Geography
- Location: Aganampudi, Visakhapatnam, Andhra Pradesh, India

Organisation
- Affiliated university: Homi Bhabha National Institute

History
- Founded: 2014

Links
- Website: tmc.gov.in

= Homi Bhabha Cancer Hospital and Research Centre, Visakhapatnam =

Homi Bhabha Cancer Hospital & Research Centre is a cancer care hospital and research centre in Visakhapatnam, Andhra Pradesh, India. This regional cancer centre is funded by the Government of India and Tata Memorial Centre. The Indian Council of Medical Research has recognised this institution as a research organisation.

The director of the Institution, Dr.
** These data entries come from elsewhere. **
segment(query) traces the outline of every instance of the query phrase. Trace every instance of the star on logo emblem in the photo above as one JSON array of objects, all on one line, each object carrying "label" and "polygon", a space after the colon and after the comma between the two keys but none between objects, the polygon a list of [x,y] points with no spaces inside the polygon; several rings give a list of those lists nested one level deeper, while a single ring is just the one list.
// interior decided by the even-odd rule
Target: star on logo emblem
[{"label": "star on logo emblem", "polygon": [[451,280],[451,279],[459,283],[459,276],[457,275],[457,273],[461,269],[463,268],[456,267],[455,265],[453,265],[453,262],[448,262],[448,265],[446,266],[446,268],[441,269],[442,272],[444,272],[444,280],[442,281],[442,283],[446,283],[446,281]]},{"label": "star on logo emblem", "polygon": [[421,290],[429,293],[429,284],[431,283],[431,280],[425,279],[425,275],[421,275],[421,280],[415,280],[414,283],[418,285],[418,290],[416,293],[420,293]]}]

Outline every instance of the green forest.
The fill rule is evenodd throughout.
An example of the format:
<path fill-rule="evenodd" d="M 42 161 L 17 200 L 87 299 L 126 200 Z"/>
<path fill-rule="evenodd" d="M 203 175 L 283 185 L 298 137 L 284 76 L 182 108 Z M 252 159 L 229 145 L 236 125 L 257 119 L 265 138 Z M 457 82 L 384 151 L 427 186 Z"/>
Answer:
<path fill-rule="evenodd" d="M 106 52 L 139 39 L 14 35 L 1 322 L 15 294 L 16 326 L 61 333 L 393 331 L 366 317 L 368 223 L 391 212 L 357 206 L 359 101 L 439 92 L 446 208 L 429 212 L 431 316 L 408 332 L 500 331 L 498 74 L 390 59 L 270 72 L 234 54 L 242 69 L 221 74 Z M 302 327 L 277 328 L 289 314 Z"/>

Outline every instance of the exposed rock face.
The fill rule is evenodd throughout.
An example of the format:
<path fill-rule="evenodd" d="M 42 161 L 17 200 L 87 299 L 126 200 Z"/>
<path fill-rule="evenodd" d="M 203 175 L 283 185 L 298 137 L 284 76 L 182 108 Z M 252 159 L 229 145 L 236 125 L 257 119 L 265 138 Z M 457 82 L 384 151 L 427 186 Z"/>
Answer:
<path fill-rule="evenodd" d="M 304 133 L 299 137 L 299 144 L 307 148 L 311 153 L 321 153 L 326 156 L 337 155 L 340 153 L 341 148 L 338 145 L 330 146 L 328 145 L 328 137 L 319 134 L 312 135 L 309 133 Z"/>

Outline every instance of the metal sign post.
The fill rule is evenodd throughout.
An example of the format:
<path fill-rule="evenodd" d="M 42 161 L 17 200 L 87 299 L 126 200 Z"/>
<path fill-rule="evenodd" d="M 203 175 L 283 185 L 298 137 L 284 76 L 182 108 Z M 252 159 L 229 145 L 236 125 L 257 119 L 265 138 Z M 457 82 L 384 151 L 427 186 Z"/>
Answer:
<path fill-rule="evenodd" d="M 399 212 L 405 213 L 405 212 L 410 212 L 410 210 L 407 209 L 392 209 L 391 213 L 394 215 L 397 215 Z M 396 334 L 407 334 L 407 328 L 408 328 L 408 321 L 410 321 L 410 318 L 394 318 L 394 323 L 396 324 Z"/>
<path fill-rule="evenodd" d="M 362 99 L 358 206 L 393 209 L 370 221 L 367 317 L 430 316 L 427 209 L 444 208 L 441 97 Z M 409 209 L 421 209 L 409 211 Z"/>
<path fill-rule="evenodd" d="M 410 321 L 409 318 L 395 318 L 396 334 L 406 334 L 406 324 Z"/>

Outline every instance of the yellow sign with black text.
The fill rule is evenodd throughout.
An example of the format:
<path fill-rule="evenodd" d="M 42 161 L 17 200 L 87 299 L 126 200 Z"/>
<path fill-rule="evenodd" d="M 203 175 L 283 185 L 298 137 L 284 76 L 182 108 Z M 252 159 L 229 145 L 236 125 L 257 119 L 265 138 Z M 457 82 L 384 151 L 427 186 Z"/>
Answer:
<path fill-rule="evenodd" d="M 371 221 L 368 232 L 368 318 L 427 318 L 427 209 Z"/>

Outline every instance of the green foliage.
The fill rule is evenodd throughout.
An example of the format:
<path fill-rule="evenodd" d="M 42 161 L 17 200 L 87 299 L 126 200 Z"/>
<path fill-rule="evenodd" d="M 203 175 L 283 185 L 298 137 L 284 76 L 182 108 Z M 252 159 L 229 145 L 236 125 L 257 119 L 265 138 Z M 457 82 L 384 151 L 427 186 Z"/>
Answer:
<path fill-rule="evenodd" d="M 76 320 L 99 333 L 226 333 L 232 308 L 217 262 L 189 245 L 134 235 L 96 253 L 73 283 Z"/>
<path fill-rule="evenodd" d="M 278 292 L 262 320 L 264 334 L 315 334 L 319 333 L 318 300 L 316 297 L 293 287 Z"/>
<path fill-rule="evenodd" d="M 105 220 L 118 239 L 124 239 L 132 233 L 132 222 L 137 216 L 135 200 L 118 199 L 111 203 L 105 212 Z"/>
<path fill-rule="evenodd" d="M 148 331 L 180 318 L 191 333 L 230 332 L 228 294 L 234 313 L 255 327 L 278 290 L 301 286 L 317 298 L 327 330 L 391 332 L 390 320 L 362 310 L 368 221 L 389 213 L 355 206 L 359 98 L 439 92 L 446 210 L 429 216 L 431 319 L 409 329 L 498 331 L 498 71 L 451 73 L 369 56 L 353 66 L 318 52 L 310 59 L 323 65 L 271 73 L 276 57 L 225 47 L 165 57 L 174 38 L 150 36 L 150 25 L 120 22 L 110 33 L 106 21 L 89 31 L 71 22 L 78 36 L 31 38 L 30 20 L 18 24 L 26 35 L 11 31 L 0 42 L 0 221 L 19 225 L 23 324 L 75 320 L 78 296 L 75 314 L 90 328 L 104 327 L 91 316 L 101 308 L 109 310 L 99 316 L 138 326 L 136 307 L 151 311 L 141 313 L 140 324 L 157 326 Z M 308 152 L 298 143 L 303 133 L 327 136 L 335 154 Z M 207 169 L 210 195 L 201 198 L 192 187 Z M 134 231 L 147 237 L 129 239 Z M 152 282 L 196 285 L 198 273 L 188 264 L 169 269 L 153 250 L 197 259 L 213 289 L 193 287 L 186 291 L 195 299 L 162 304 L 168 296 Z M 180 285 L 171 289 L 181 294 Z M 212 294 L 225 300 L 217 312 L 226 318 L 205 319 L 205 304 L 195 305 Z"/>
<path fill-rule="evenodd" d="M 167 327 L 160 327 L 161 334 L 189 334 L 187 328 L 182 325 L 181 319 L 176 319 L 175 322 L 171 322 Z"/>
Digumarti Raghunadharao, has been working in the area since 2013. He has worked in the Nizam's Institute of Medical Sciences, Hyderabad for more than 20 years and was an honoured recipient of Dr. B. C. Roy National Award for 2016.

==History==
Homi Bhabha Cancer Hospital & Research Centre is supported by Bhabha Atomic Research Centre and Tata Memorial Centre. It was established in 2014. Located in Aganampudi, this institute covers an area of 77 acre on land allotted by APIIC. The total project cost is ₹540 crores.